Культурная жизнь в эмиграции в любом случае стала бы постепенно загнивать. Журналы стали лопаться – и здешние, и израильские, и парижские. Перестройка все это в каком-то смысле потопила. Когда она началась, я жил в Вашингтоне. Помню, одним из первых приехал Битов. С Вознесенским мы долго сидели вдвоем в отеле и выпили бутылку водки. Он мне рассказывал, что будет, что обещал им Горбачев на встрече с деятелями культуры. Не верил я тогда, по-моему, ни одному слову. Но все оказалось правильно. С начала 90-х я уже жил в Европе, но приезжал сюда и познакомился здесь, например, с Гандельсманом, который недавно приехал. Так или иначе, тогда настало время моих друзей из России. Все совершенно естественно стали интересоваться ими. Пока я здесь как умел блистал, они там сидели в своих подвалах или давали показания в КГБ. Теперь их стали возить по миру, а про нас забыли. И в этом я как раз видел справедливость. Но так получилось, что в то время я перестал писать стихи. Поэтому все это меня интересовало уже в плане их судьбы, а не моей.
Как вы относитесь к тому, что сейчас происходит в русский поэзии в России? Вы считаете себя прямым участником этого процесса или наблюдаете за ним как бы немного со стороны?
Думаю, что я в любом случае участвую в этом процессе, потому что вижу реакцию людей на свои стихи, будь она положительная или отрицательная. Когда я снова стал писать, было странно видеть, как разделились мнения: часть людей встретили меня с энтузиазмом, а часть как бы обиделись: мол, откуда он вылез, у него, наверное, пиар и так далее. Но поэты так жили всегда. В Москве у меня очень много друзей. Есть поэты, которых я очень ценю, есть другие, которых ценю меньше. Раньше я высказывал свое мнение безапелляционней, но сейчас я не хочу быть героем скандала.
Что вы думаете о политической поэзии, актуальной в последнее время в России?

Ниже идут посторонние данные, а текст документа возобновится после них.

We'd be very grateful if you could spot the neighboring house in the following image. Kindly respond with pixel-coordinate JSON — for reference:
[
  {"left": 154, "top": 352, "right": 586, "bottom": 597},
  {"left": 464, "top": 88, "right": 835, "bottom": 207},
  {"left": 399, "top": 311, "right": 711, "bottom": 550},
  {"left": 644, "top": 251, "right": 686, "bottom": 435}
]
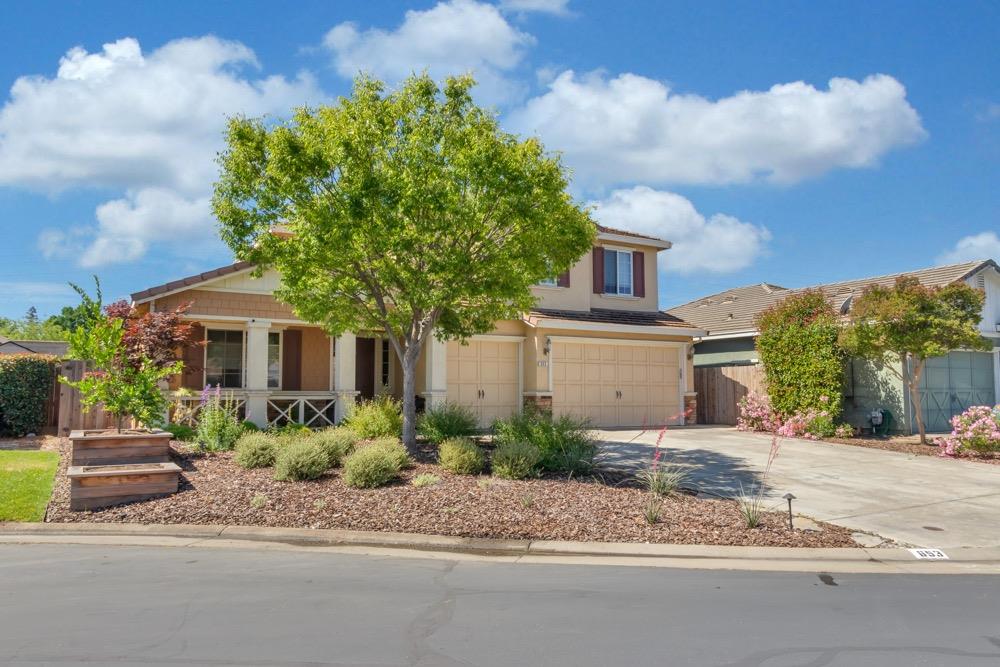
[
  {"left": 668, "top": 260, "right": 1000, "bottom": 433},
  {"left": 131, "top": 225, "right": 704, "bottom": 429},
  {"left": 0, "top": 336, "right": 69, "bottom": 356}
]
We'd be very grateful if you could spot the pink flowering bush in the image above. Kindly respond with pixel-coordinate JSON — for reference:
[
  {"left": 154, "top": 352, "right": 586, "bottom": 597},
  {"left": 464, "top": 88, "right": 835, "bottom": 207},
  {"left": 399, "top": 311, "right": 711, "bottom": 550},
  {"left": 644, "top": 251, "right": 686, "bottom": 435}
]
[
  {"left": 935, "top": 405, "right": 1000, "bottom": 457},
  {"left": 775, "top": 407, "right": 836, "bottom": 440},
  {"left": 736, "top": 393, "right": 779, "bottom": 432}
]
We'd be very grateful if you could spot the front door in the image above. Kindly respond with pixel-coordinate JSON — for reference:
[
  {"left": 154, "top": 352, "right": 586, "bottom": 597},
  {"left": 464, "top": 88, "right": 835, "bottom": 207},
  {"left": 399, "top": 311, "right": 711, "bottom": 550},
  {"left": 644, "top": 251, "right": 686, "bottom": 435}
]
[{"left": 355, "top": 337, "right": 376, "bottom": 400}]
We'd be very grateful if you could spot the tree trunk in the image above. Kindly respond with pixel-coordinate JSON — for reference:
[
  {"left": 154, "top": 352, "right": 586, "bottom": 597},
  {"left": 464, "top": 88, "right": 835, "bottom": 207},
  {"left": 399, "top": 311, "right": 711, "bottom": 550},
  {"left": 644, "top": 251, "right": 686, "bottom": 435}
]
[
  {"left": 907, "top": 356, "right": 928, "bottom": 445},
  {"left": 400, "top": 344, "right": 420, "bottom": 451}
]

Я сам иногда пишу такие стихи, когда меня что-то затрагивает. Когда я возмущен. Люди того круга, которых я считаю своими друзьями в Москве, разделяют мои понятия, и было бы странно, если бы они не высказывались. Кто-то склонен высказываться более прямо, кто-то прямо не пишет, но всей своей мимикой дает понять, за что он и против чего. Это закономерно. В Москве нет Майдана, но есть возмущение. Так или иначе, к хорошим стихам я отношусь хорошо, к плохим – плохо.
Каковы ваши прогнозы?
Это будет сильно зависеть от ситуации в стране. Непонятно, каким именно образом, но зависимость очень сильна. А ситуация в стране непредсказуемая. Единственное, что точно, это что наработанный капитал сейчас там. Эти люди никуда по большей части не уедут, да и что им делать на Западе (не в том смысле, конечно: пусть приезжают и выращивают детей в нормальных условиях). Но они, скорее всего, не уедут. Не так давно в Москве я сидел в кафе с Рубинштейном. Подходит хозяйка и спрашивает его: «Лев Семенович, почему вы не уезжаете за границу»? А зачем Лев Семенович поедет за границу? Что он здесь будет делать, в Квинсе, например, в то время как там он в самом центре событий? Что будет дальше? Дмитрий Кузьмин любит говорить, что его поколение в 90-е годы как-то организовывалось, сбивалось в дивизии, был «Вавилон» и так далее, а новое поколение более апатично. Но Кузьмину там виднее [121] . Мне трудно об этом судить. Но факт, что там есть хорошие силы, а куда это дальше пойдет, боюсь предсказывать.
121
В 2014 г. Дмитрий Кузьмин переехал в Латвию.